7

I'm using Pytrends to extract Google trends data, like:

from pytrends.request import TrendReq
pytrend = TrendReq()
pytrend.build_payload(kw_list=['bitcoin'], cat=0, timeframe=from_date+' '+today_date)

And it returns an error:

ResponseError: The request failed: Google returned a response with code 429.

I made it yesterday and for some reason it doesn't work now! The source code from github failed too:

pytrends = TrendReq(hl='en-US', tz=360, proxies = {'https': 'https://34.203.233.13:80'})

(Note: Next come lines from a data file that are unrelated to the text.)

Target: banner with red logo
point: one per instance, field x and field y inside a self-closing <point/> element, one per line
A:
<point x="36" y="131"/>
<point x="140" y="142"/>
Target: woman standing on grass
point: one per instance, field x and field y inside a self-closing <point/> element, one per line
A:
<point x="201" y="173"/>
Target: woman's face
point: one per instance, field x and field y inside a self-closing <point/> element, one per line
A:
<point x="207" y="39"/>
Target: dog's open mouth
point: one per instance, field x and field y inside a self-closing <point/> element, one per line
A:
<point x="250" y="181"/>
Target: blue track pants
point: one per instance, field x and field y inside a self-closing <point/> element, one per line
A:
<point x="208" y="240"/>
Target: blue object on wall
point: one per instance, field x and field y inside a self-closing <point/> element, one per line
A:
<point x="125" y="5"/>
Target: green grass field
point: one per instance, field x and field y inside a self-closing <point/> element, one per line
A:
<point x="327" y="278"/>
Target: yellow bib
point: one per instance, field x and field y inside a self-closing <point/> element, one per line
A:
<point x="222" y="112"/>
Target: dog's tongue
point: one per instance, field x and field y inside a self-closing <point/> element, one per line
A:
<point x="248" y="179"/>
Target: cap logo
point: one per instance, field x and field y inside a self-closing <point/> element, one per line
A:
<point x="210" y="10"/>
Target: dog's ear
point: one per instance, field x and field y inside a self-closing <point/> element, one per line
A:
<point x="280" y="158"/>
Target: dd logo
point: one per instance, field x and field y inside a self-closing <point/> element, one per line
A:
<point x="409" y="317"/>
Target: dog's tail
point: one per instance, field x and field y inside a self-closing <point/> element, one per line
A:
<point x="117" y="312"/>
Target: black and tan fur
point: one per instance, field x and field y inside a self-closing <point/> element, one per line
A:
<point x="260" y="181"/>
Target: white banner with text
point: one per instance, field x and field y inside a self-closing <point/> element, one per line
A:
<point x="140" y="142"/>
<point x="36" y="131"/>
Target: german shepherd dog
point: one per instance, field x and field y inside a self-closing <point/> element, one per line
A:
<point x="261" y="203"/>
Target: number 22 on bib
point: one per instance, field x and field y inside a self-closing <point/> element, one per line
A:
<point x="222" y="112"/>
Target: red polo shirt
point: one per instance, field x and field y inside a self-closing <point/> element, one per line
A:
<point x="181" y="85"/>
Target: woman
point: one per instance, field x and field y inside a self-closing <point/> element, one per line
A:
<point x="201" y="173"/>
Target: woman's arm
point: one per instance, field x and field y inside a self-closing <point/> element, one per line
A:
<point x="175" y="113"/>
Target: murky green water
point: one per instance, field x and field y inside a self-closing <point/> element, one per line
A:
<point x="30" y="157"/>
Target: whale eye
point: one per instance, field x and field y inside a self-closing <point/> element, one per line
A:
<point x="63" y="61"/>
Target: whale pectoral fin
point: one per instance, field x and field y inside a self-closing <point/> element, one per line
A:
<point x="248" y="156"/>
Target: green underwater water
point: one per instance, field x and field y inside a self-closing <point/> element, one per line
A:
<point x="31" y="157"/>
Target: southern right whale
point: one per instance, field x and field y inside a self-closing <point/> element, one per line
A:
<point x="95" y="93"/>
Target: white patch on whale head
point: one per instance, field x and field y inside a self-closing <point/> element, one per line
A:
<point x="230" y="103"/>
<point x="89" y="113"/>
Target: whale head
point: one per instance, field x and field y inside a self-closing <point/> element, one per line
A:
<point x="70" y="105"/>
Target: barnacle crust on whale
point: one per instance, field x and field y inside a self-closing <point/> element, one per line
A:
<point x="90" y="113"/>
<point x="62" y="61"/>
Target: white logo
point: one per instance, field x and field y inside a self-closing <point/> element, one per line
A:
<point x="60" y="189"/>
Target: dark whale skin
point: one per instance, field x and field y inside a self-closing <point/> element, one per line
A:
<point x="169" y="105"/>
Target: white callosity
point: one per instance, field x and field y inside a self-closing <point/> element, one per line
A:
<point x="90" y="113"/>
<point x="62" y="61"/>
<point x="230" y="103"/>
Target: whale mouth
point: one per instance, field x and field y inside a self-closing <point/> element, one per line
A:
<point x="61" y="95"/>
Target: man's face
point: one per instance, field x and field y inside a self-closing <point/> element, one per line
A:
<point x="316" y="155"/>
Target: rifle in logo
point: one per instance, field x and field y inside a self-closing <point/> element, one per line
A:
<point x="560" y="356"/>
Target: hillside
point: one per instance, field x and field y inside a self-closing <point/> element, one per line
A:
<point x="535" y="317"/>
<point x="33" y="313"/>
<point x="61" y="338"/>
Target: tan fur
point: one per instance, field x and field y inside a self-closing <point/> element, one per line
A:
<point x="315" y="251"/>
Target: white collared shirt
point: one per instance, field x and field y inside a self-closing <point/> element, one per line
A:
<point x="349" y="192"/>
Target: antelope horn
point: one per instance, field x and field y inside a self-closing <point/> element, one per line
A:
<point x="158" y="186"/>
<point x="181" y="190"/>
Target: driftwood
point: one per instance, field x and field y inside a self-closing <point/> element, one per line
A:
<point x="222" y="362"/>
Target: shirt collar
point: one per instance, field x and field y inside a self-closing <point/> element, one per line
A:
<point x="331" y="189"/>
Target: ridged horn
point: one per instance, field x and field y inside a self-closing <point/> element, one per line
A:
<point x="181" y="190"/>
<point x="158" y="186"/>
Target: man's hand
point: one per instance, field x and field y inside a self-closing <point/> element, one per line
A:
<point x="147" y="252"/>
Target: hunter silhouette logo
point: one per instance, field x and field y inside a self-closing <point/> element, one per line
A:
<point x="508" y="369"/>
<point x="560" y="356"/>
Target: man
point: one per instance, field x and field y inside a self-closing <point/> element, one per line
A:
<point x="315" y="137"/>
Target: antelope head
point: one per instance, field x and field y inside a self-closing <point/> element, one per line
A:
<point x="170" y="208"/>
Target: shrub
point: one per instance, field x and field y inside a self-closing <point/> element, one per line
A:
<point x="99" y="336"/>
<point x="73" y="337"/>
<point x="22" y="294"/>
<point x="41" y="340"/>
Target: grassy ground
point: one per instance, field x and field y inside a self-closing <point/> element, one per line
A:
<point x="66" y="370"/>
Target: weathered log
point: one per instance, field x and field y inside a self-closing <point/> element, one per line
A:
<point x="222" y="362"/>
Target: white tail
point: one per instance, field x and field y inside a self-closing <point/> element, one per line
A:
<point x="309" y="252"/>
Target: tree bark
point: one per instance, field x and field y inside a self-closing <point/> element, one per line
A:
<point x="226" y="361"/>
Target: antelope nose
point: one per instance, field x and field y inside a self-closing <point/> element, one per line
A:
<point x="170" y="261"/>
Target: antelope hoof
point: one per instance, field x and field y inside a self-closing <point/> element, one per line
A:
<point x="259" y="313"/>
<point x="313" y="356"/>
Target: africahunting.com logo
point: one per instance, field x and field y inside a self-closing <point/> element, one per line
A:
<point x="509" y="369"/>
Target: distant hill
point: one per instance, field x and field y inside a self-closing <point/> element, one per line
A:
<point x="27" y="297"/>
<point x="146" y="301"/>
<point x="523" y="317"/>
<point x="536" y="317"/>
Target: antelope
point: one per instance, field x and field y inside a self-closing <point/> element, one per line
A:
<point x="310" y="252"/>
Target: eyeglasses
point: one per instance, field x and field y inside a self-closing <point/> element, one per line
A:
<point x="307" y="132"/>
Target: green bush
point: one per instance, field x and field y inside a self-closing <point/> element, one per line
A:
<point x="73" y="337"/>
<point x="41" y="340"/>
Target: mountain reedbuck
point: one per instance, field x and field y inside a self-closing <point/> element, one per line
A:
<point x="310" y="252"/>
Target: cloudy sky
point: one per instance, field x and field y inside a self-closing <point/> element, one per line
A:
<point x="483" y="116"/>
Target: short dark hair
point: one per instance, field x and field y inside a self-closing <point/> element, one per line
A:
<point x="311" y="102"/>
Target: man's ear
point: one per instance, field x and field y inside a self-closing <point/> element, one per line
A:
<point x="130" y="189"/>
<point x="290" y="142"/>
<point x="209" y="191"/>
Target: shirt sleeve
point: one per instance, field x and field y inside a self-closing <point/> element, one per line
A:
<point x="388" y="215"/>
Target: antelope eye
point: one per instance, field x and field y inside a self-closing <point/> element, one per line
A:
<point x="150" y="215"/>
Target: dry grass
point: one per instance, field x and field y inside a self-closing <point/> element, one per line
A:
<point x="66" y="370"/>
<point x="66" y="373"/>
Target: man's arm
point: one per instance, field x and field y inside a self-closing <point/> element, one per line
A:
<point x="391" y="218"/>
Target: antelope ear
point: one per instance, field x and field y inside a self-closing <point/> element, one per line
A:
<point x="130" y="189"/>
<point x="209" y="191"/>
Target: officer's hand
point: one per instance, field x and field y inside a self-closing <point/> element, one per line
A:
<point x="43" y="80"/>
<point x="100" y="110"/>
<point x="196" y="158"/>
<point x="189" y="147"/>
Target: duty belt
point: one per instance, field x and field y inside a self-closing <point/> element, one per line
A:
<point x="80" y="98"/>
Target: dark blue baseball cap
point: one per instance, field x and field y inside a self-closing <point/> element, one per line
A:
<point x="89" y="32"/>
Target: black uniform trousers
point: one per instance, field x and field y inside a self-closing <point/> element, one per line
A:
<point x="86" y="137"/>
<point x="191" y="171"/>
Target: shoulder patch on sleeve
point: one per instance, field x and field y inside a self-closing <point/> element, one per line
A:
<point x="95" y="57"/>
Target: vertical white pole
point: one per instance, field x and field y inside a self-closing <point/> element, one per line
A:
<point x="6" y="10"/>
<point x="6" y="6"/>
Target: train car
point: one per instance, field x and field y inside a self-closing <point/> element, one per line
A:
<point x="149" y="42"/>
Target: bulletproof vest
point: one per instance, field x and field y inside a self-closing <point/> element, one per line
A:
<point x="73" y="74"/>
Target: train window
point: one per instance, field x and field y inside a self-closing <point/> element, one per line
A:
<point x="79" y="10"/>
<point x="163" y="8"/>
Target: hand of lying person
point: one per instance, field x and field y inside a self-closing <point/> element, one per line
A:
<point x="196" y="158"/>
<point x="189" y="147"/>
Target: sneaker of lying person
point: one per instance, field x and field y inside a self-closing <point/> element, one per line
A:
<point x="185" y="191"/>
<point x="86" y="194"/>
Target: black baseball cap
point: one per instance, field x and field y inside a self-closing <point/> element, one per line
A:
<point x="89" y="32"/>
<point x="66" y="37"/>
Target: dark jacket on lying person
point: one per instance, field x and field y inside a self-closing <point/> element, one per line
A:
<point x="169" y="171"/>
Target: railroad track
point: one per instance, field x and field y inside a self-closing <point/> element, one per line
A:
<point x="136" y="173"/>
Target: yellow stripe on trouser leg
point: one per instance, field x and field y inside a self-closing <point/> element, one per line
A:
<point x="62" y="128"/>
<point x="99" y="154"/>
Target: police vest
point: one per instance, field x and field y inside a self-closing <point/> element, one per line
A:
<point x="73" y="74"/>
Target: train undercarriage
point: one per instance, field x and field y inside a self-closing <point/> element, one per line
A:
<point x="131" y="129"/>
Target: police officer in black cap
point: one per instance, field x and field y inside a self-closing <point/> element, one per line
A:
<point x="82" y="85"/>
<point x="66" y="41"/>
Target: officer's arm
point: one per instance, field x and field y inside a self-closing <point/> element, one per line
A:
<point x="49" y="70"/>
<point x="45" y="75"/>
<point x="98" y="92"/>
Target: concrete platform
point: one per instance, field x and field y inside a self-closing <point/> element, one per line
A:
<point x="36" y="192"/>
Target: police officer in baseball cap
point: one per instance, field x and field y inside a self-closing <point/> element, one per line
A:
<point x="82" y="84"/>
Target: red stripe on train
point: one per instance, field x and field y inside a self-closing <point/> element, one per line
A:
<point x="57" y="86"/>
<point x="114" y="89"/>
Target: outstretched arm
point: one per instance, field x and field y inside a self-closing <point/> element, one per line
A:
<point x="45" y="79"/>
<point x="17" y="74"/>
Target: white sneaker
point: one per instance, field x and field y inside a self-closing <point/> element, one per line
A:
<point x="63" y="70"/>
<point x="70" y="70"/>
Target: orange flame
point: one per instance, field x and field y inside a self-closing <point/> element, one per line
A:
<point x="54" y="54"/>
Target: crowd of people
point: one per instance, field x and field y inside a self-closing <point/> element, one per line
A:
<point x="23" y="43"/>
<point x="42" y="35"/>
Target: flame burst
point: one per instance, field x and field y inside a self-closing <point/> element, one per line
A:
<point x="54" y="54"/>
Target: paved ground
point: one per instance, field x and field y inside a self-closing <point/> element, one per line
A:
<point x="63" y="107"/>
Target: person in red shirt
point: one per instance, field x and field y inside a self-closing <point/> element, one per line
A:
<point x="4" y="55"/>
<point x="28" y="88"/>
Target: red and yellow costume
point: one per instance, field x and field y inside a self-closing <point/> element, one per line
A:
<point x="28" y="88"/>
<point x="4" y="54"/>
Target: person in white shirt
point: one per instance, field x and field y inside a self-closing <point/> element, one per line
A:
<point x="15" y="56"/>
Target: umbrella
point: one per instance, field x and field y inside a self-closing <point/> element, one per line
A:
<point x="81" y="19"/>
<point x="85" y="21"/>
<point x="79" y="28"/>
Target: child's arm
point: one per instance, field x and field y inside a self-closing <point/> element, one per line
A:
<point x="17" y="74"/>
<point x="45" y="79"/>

How can I fix this? Thanks a lot!

WWH98932
  • 123
  • 1
  • 1
  • 9
  • Google will block your ip pretty fast if they suspect you spamming or scraping or any other kind of abuse of the system – Druta Ruslan May 28 '18 at 18:16
  • 1
    @zimdero Thanks, what can I do if I still wanna use it? The "proxies" command doesn't work. – WWH98932 May 28 '18 at 18:20
  • I am actively trying to solve this same exact problem. Im doing research for an Academic paper and it was working yesterday and today I havent been able to get one successful response. Looking forward to finding a good solution... – lopezdp May 28 '18 at 23:09
  • @WWH98932 What are you working on? I am making the same exact search. Im thinking we're going to have to download the csv file from the web interface and then bring it in to JupyterLab and into a DataFrame. That's the approach I am leaning towards anyway. – lopezdp May 28 '18 at 23:37
  • @lopezdp Same, I'm doing it manually, it's really annoying. I'll go somewhere else tomorrow to see if it can change my IP address... – WWH98932 May 28 '18 at 23:53
  • To me, it seems like it has blocked any call from the script – peeyush singla May 29 '18 at 11:34
  • Maybe using time.sleep() you can get results. – keramat Feb 19 '20 at 14:09
  • anyone found a solution to this? when I run my code on my computer it goes ok, but when I do that on my prod environment (on AWS) I'm getting this 429 – Renato Bibiano Sep 13 '21 at 18:04

5 Answers5

12

TLDR; I solved the problem with a custom patch

Explanation

The problem comes from the Google bot recognition system. As other similar systems do, it stops serving too frequent requests coming from suspicious clients. Some of the features used to recognize trustworthy clients are the presence of specific headers generated by the javascript code present on the web pages. Unfortunately, the python requests library does not provide such a level of camouflage against those bot recognition systems since javascript code is not even executed. So the idea behind my patch is to leverage the headers generated by my browser interacting with google trends. Those headers are generated by the browser meanwhile I am logged in using my Google account, in other words, those headers are linked with my google account, so for them, I am trustworthy.

Solution

I solved in the following way:

  1. First of all you must use google trends from your web browser while you are logged in with your Google Account;
  2. In order to track the actual HTTP GET made: (I am using Chromium) Go into "More Tools" -> "Developers Tools" -> "Network" tab.
  3. Visit the Google Trend page and perform a search for a trend; it will trigger a lot of HTTP requests on the left sidebar of the "Network" tab;
  4. Identify the GET request (in my case it was /trends/explore?q=topic&geo=US) and right-click on it and select Copy -> Copy as cURL;
  5. Then go to this page and paste the cURL script on the left side and copy the "headers" dictionary you can find inside the python script generated on the right side of the page;
  6. Then go to your code and subclass the TrendReq class, so you can pass the custom header just copied:
from pytrends.request import TrendReq as UTrendReq
GET_METHOD='get'

import requests

headers = {
...
}


class TrendReq(UTrendReq):
    def _get_data(self, url, method=GET_METHOD, trim_chars=0, **kwargs):
        return super()._get_data(url, method=GET_METHOD, trim_chars=trim_chars, headers=headers, **kwargs)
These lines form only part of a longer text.